From Camera to Cloud: Deploying Our AI Queue Management System
This project started as a bold idea from my teammate Pragya Singh, who built the core of the system end‑to‑end. I joined in later to help debug, fix deployment issues, and ship it to the cloud. This post is a quick story of what we built, how I deployed it, what went wrong along the way, and what I learned.
What the Project Does
The system tackles a simple pain point: queues are frustrating. It watches queues in real time, predicts what’s coming next, and suggests how staff should be allocated.

The stack includes:
- YOLO queue detection (camera → people count)
- LSTM prediction (15‑minute forecast)
- OR‑Tools optimization (best staff allocation)
- Dashboard + notifications (live view and alerts)
Architecture in One Breath
- AI Engine: Python + Flask (YOLO, LSTM, OR‑Tools)
- Backend: Node.js + Express + MongoDB
- Frontend: Next.js + TypeScript
- Database: MongoDB Atlas
- Deployments:
- Backend + AI on Azure Container Apps
- Frontend on Vercel
My Role
Pragya built the system. I came in to fix edge cases, resolve deployment issues, and get everything running in Azure + Vercel. That meant:
- resolving container port mismatches
- fixing dependency conflicts (TensorFlow + OR‑Tools + NumPy)
- slimming down the AI container image
- correcting backend → AI routing
- stabilizing MongoDB startup
Deployment (Where It Lives)
- Backend: Azure Container App
- AI Engine: Azure Container App
- Frontend: Vercel
Azure Container Apps handled ingress + scaling, while Vercel made frontend deployment simple.
Challenges I Faced
1) Port mismatches
The containers were listening on one port while Azure expected another.
Fix: set explicit PORT and AI_ENGINE_PORT.

2) Massive AI image
The AI container hit multi‑GB (more than 7GB) size because of ML dependencies.
Fixes: tensorflow-cpu, opencv-python-headless, tighter pins, .dockerignore.
3) Dependency conflicts
TensorFlow and OR‑Tools required incompatible protobuf versions.
Fix: pinned compatible versions across the stack.
4) Backend couldn’t reach AI
Internal DNS wasn’t resolving, so the backend couldn’t call the AI engine.
Fix: point backend to the AI engine’s external FQDN.

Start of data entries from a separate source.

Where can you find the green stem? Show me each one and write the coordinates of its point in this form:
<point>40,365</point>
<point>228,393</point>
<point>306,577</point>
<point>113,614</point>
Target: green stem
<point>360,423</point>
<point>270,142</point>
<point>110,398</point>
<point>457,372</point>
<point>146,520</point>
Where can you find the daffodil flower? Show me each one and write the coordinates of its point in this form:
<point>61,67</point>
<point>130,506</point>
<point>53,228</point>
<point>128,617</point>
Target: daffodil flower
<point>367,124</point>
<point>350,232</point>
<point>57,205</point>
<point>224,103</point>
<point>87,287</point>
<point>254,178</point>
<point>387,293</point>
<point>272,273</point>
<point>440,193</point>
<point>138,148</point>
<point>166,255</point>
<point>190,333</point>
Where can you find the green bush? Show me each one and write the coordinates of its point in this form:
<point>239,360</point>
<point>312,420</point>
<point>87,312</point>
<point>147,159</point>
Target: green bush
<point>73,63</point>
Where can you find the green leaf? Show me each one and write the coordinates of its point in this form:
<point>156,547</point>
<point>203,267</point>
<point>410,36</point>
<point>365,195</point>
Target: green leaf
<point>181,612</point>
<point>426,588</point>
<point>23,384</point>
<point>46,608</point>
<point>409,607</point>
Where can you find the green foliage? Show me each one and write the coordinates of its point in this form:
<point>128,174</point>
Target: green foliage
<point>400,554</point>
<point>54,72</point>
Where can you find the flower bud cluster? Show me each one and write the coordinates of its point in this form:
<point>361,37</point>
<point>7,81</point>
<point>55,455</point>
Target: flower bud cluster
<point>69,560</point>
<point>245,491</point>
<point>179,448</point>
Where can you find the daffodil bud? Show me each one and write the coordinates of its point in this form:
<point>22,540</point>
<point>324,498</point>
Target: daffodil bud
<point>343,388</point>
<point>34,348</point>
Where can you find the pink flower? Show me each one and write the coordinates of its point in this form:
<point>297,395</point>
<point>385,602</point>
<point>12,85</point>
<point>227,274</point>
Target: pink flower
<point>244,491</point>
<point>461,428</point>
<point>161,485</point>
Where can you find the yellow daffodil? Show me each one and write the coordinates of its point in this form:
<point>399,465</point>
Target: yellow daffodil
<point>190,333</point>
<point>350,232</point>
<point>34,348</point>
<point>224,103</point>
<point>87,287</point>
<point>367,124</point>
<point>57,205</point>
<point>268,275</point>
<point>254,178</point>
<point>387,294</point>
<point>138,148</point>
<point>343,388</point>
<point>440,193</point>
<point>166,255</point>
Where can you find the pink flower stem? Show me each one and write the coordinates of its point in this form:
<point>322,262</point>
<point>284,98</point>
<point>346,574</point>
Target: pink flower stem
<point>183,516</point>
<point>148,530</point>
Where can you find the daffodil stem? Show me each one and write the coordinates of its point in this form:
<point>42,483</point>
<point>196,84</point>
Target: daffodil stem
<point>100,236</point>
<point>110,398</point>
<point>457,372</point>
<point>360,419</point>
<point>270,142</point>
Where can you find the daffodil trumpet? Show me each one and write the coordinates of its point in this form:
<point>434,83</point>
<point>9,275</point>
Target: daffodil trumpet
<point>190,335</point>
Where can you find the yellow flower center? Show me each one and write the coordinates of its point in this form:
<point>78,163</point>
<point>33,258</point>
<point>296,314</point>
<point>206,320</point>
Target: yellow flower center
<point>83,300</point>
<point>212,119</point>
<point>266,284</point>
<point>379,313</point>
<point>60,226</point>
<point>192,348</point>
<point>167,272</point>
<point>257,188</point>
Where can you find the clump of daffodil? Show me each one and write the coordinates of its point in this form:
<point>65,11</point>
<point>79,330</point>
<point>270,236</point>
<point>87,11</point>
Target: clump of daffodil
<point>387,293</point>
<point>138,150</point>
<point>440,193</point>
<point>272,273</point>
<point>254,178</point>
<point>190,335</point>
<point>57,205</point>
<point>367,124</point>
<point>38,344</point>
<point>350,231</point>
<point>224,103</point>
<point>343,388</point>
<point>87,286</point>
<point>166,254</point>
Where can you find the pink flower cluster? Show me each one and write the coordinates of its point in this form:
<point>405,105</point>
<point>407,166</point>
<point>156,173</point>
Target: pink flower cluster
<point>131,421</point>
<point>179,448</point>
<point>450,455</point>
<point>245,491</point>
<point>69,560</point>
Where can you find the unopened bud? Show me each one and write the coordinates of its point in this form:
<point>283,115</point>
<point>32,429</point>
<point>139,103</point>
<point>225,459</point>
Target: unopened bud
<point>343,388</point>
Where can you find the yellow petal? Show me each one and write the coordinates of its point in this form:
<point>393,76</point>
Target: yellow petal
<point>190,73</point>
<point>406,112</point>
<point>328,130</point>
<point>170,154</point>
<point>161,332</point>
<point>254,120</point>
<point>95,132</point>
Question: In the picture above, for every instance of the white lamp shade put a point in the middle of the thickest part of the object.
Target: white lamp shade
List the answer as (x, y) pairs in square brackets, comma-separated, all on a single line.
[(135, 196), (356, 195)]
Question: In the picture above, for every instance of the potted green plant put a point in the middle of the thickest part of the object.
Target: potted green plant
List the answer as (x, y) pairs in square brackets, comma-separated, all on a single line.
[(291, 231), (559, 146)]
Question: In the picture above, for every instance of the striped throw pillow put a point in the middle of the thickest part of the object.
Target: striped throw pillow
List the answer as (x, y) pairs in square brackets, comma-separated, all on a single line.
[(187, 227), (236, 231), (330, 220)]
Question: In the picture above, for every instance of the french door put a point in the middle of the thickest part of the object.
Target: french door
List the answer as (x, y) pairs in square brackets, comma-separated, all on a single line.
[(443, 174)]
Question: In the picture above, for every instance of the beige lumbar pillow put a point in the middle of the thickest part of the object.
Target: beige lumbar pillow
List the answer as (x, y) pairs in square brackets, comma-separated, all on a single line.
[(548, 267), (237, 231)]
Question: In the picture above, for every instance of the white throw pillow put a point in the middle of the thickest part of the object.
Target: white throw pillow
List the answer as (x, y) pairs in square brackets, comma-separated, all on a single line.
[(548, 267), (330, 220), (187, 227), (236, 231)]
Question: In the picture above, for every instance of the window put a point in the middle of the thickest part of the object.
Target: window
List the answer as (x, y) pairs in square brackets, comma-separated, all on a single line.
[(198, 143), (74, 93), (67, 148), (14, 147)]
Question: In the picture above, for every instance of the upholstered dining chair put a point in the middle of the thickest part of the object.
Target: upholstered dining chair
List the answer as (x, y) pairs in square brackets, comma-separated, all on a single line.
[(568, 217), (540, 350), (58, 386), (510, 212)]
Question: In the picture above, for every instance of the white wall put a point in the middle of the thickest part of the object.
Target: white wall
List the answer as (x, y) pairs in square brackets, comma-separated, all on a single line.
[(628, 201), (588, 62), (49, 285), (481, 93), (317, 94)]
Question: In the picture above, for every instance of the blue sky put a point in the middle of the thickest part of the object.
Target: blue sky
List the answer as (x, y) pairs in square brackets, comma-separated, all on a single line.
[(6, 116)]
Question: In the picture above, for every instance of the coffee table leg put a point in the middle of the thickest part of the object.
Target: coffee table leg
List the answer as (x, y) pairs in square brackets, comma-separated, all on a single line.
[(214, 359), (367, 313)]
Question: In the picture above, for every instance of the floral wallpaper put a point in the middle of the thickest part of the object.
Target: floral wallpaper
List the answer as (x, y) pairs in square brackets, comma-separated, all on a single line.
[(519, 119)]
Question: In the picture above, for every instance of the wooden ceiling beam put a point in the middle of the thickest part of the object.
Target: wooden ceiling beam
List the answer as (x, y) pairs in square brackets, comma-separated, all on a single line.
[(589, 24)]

5) Mongo connection timing
Requests hit before Mongo connected.
Fix: wait for DB connection before starting the server.
What I Learned
- Most “cloud problems” are actually configuration problems.
- AI deployments are heavy — container size needs planning.
- Explicit env vars prevent hours of guessing.
- Working with a strong teammate makes complex projects possible.
Final Thoughts
This system is largely Pragya’s work — she built the AI pipeline, backend logic, and frontend experience. I’m proud of the role I played in making it stable and deployable.
If you’re building something similar, my biggest advice is: design for deployment early, because the last mile is often the hardest.